Herauszufinden, wer länger auf seinen Schokoladennikolaus verzichten konnte, war neu und erschien Anton, der eine besondere Leidenschaft für Süßigkeiten hegte, geradezu masochistisch.
»Warum wollt ihr die Schokolade, den Lebkuchen und die getrockneten Feigen denn nicht essen?«, erkundigte er sich bestürzt. »Die Köstlichkeiten werden ja alt und schmecken dann nicht mehr gut.«
»Wir haben uns auf einen Endtermin geeinigt, damit das nicht passiert«, beruhigte ihn Rosa und setzte sich zu ihrem Großvater an den Tisch. Seit Schulbeginn war sie schon wieder ein ordentliches Stück gewachsen.

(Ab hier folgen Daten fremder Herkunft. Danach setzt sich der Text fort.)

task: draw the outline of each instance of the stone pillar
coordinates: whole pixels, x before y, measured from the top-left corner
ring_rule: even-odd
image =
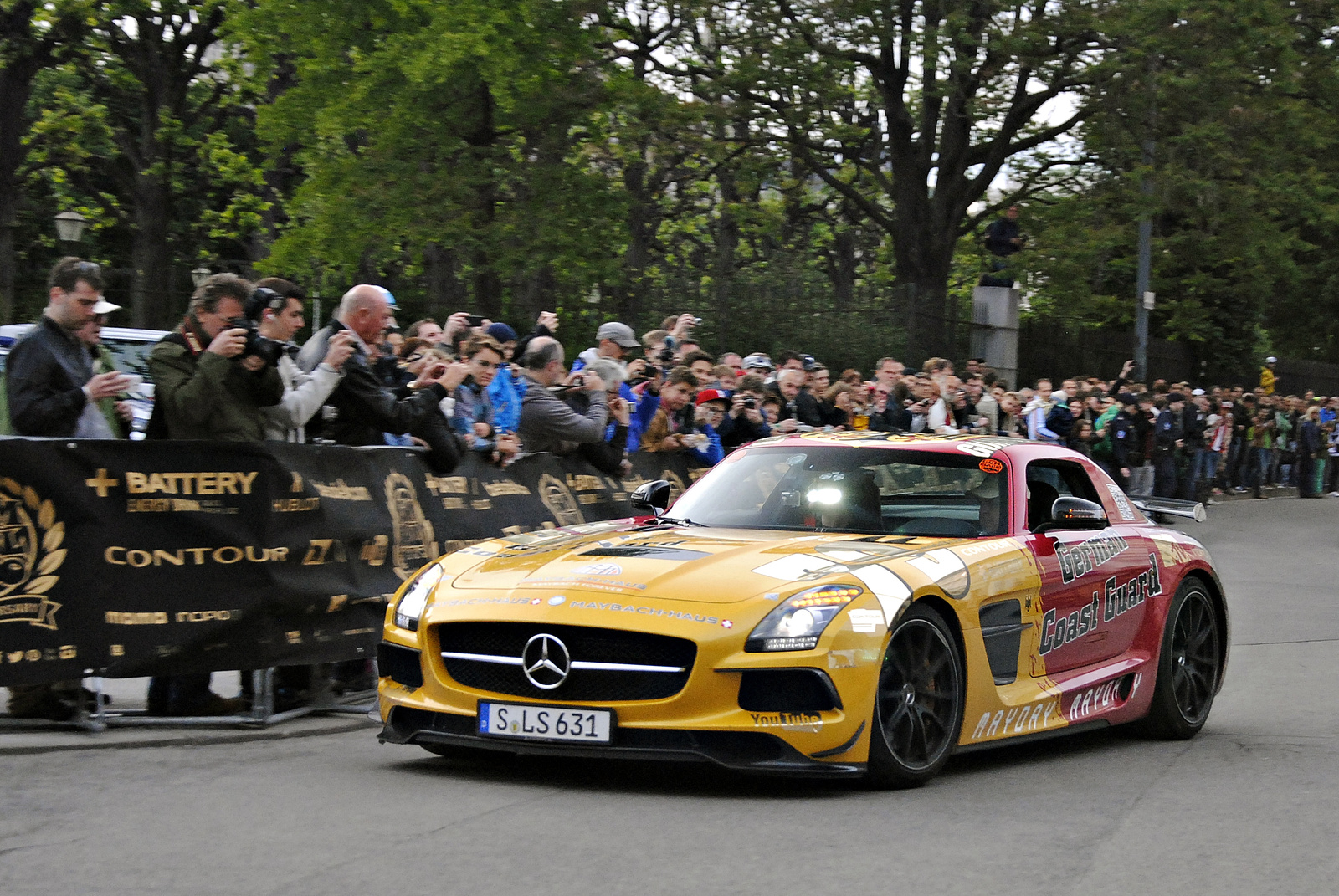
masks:
[[[1008,387],[1018,387],[1018,305],[1022,292],[1008,287],[972,289],[972,358],[984,358]]]

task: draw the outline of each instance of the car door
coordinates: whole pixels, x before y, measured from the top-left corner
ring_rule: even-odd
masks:
[[[1101,504],[1087,470],[1075,461],[1034,461],[1026,479],[1030,502],[1038,505],[1069,496]],[[1144,620],[1145,599],[1161,593],[1161,571],[1138,526],[1115,521],[1098,530],[1051,529],[1027,538],[1042,579],[1034,674],[1082,668],[1126,652]]]

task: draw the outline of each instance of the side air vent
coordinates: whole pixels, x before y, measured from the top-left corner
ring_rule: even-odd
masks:
[[[1002,600],[981,607],[980,619],[991,676],[996,684],[1012,684],[1018,678],[1023,632],[1031,628],[1032,623],[1023,621],[1023,609],[1016,600]]]

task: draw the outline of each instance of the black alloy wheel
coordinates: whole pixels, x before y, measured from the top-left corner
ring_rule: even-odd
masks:
[[[1197,580],[1177,589],[1162,633],[1158,680],[1144,727],[1168,739],[1194,737],[1213,707],[1223,664],[1218,615]]]
[[[916,788],[948,762],[963,726],[963,663],[943,617],[912,607],[878,672],[868,774],[881,788]]]

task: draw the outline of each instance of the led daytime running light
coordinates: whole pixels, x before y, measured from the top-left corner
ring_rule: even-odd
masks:
[[[419,619],[427,608],[427,599],[439,581],[442,581],[442,567],[435,563],[416,575],[395,605],[395,624],[416,632]]]
[[[747,652],[795,651],[818,647],[818,638],[842,607],[865,593],[857,585],[818,585],[793,595],[750,632]]]

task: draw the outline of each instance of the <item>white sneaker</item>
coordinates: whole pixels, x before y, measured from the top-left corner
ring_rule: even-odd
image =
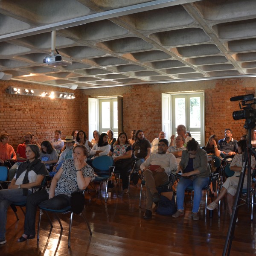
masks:
[[[212,202],[209,204],[206,207],[208,210],[214,210],[217,208],[218,204],[214,201]]]

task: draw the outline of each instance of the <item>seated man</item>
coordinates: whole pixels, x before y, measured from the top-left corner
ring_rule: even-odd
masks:
[[[225,129],[225,138],[219,140],[221,151],[225,154],[226,159],[233,158],[237,151],[237,140],[232,138],[232,131],[229,128]],[[231,160],[231,159],[230,159]]]
[[[178,135],[175,140],[176,146],[171,146],[168,149],[167,152],[171,153],[174,155],[176,157],[176,161],[178,166],[181,160],[181,155],[182,151],[186,150],[186,148],[184,146],[185,143],[185,139],[180,135]]]
[[[166,134],[164,131],[160,131],[158,138],[155,138],[151,143],[151,153],[157,153],[158,151],[157,145],[159,140],[161,139],[165,139]]]
[[[20,163],[26,161],[27,157],[26,155],[26,148],[27,145],[31,144],[32,136],[32,134],[30,132],[28,133],[25,135],[25,142],[18,145],[16,152],[17,162],[9,170],[9,180],[11,181],[12,180]]]
[[[3,165],[5,161],[12,159],[16,161],[17,159],[13,148],[8,144],[9,134],[3,133],[0,137],[0,165]]]
[[[55,131],[54,135],[54,139],[52,140],[50,142],[53,148],[55,148],[57,150],[58,154],[61,151],[61,148],[64,146],[64,141],[61,139],[61,131],[60,130],[56,130]]]
[[[140,165],[147,160],[151,154],[151,144],[146,140],[143,131],[138,130],[135,134],[136,142],[132,145],[132,149],[136,157],[135,169],[139,169]]]
[[[160,140],[158,145],[158,152],[150,155],[140,166],[146,182],[146,211],[143,216],[146,219],[152,218],[153,202],[157,203],[160,199],[156,187],[167,182],[171,172],[177,169],[175,157],[167,153],[168,146],[167,140]]]
[[[131,132],[131,139],[128,140],[129,143],[132,146],[133,143],[135,142],[135,134],[136,133],[136,130],[132,130]]]
[[[65,142],[66,149],[61,154],[58,161],[53,167],[52,172],[50,172],[49,173],[49,175],[51,177],[54,176],[55,173],[59,170],[62,163],[65,160],[73,158],[73,148],[75,140],[72,135],[66,136],[65,140],[63,141]]]
[[[183,125],[179,125],[177,126],[177,134],[178,135],[182,136],[185,139],[185,143],[184,146],[186,146],[188,142],[192,140],[192,137],[186,135],[186,128]],[[172,135],[171,136],[171,144],[170,146],[176,146],[175,141],[175,135]]]

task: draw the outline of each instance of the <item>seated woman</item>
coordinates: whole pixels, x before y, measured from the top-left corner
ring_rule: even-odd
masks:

Anton war sich sicher, dass sie ihren Freund jetzt um ein paar Zentimeter überragte. Das würde sich in spätestens fünf Jahren wieder geändert haben. Doch im Moment schien es Rosa zu gefallen, dass sie die Größere von ihnen war.

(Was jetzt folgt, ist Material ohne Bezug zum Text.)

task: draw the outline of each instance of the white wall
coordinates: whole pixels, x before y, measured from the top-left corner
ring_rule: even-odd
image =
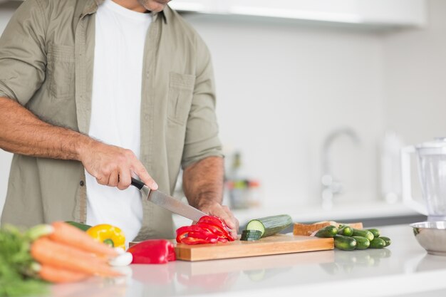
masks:
[[[259,178],[266,206],[319,202],[321,149],[333,129],[334,173],[350,199],[377,197],[375,146],[383,130],[382,37],[293,22],[192,15],[212,53],[225,145]]]
[[[428,3],[427,28],[384,39],[387,125],[412,144],[446,136],[446,1]]]

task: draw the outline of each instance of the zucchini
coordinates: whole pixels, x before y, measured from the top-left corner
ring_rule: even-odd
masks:
[[[243,230],[240,240],[254,241],[260,239],[261,237],[261,232],[259,230]]]
[[[351,236],[353,235],[353,229],[350,226],[341,225],[338,231],[339,235],[345,235],[346,236]]]
[[[381,239],[383,239],[384,241],[384,242],[385,242],[385,246],[388,246],[390,245],[390,244],[392,243],[392,241],[390,240],[390,238],[386,237],[386,236],[381,236],[380,237]]]
[[[346,236],[344,235],[335,235],[334,236],[335,247],[343,251],[351,251],[356,248],[356,240],[350,236]]]
[[[370,232],[372,232],[372,234],[373,234],[373,236],[375,236],[375,237],[379,237],[380,236],[380,232],[376,228],[366,229],[365,230],[368,230],[368,231],[370,231]]]
[[[266,237],[280,232],[292,223],[291,217],[288,214],[265,217],[249,221],[247,230],[259,230],[261,232],[261,237]]]
[[[370,246],[370,241],[363,236],[351,236],[356,241],[356,249],[365,249]]]
[[[66,221],[66,223],[69,224],[71,226],[74,226],[75,227],[78,228],[82,231],[87,231],[91,227],[91,226],[88,226],[82,223],[78,223],[77,222]]]
[[[383,249],[383,247],[385,247],[385,241],[379,237],[373,239],[370,242],[370,249]]]
[[[353,236],[365,237],[370,241],[373,240],[373,239],[375,238],[375,236],[373,236],[373,234],[368,230],[354,229],[354,228],[353,228]]]
[[[326,238],[333,238],[335,235],[338,234],[338,228],[336,226],[326,226],[323,228],[321,228],[316,232],[314,235],[316,237],[326,237]]]

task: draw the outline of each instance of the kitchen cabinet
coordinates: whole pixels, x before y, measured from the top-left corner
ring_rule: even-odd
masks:
[[[175,0],[183,11],[375,26],[422,26],[425,0]]]

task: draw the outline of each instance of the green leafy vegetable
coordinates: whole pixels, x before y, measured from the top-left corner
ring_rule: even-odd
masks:
[[[39,228],[27,232],[12,226],[0,229],[0,297],[48,293],[47,283],[33,278],[36,274],[31,265],[34,261],[29,253],[32,239],[42,231]]]

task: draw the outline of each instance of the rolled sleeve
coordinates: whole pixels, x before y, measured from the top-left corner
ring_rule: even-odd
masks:
[[[38,0],[15,11],[0,38],[0,96],[26,105],[45,79],[48,17]]]
[[[215,88],[211,57],[207,47],[199,38],[197,43],[197,71],[186,126],[183,168],[207,157],[224,157],[215,114]]]

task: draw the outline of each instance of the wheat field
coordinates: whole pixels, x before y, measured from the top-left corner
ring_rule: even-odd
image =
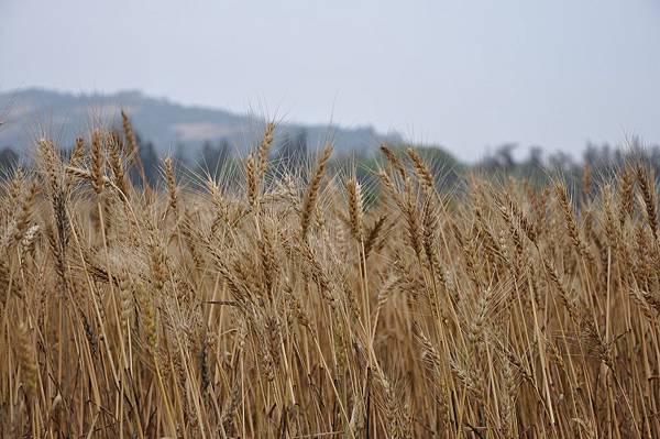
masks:
[[[654,177],[437,184],[326,146],[240,188],[136,184],[94,130],[0,191],[0,429],[33,438],[660,436]],[[138,182],[140,182],[138,179]]]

»Wer von uns den Nikolaus bis zum vierten Adventsonntag nicht aufgegessen hat, der hat gewonnen«, erklärte sie stolz.
»Womit wird der Gewinner belohnt?« Anton glaubte aber zu wissen, was es war.
»Wenn Fritzi gewinnt, kriegt er meinen Nikolaus, wenn ich siege, ist es umgekehrt.«
»Und wenn ihr beide bis zum vierten Adventsonntag durchhaltet?«
»Dann sind wir beide Sieger und bekommen von Ernestine einen Extraschokoriegel.«
»Ah ja!« Es überraschte Anton nicht, dass die pensionierte Lateinlehrerin Ernestine Kirsch, mit der er seit einigen Monaten das frisch renovierte Kutscherhäuschen im Garten seiner ehemaligen Apotheke bewohnte, hinter der ungewöhnlichen Abmachung steckte.

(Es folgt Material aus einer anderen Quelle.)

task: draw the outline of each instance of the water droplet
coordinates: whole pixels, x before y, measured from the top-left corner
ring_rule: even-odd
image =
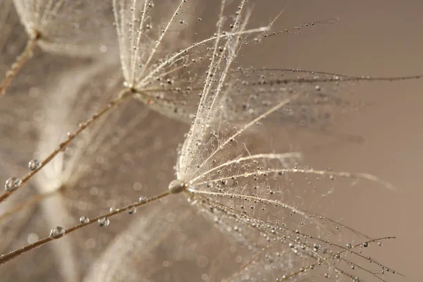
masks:
[[[16,189],[22,183],[22,180],[17,177],[11,177],[6,180],[4,190],[6,191],[12,191]]]
[[[128,213],[129,214],[135,214],[135,212],[137,212],[137,208],[136,208],[136,207],[130,207],[130,208],[129,208],[129,209],[128,210]]]
[[[179,179],[176,179],[169,184],[169,190],[172,194],[178,194],[183,191],[186,187],[187,185],[184,182]]]
[[[103,217],[97,221],[99,226],[101,227],[106,227],[110,223],[110,221],[106,217]]]
[[[144,202],[147,200],[147,197],[145,196],[141,196],[140,197],[140,199],[138,200],[138,202]]]
[[[85,216],[82,216],[81,217],[80,217],[80,222],[81,223],[87,223],[88,222],[90,222],[90,219]]]
[[[30,171],[34,171],[41,166],[41,162],[37,159],[32,159],[28,163],[28,169]]]
[[[65,235],[65,229],[61,226],[55,226],[51,228],[50,231],[50,234],[49,237],[52,239],[59,239],[59,238],[62,238]]]

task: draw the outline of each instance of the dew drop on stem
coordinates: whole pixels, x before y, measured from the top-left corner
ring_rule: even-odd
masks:
[[[41,166],[41,162],[37,159],[32,159],[28,162],[28,169],[30,171],[34,171]]]
[[[22,180],[17,177],[11,177],[7,180],[6,180],[6,183],[4,184],[4,190],[6,191],[12,191],[16,188],[18,188],[20,183],[22,183]]]
[[[110,223],[110,221],[109,220],[108,218],[106,217],[103,217],[102,219],[99,219],[97,221],[99,226],[100,227],[106,227],[109,225],[109,223]]]
[[[49,237],[52,239],[59,239],[65,235],[65,229],[61,226],[55,226],[50,231]]]
[[[87,223],[89,221],[90,221],[90,219],[85,216],[82,216],[81,217],[80,217],[80,222],[81,223]]]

»Eigentlich wollten wir ja wetten, wer bis Weihnachten mehr Lebkuchen und Vanillekipferl essen kann«, gab Rosa zu. »Weil doch nach Weihnachten mein Geschwisterchen zur Welt kommt und ich dann alles teilen muss.«
Schon bald würde Anton zum zweiten Mal Großvater werden. Seine Tochter Heide hatte im Mai den Kriminalbeamten Erich Felsberg geheiratet und war nun schwanger.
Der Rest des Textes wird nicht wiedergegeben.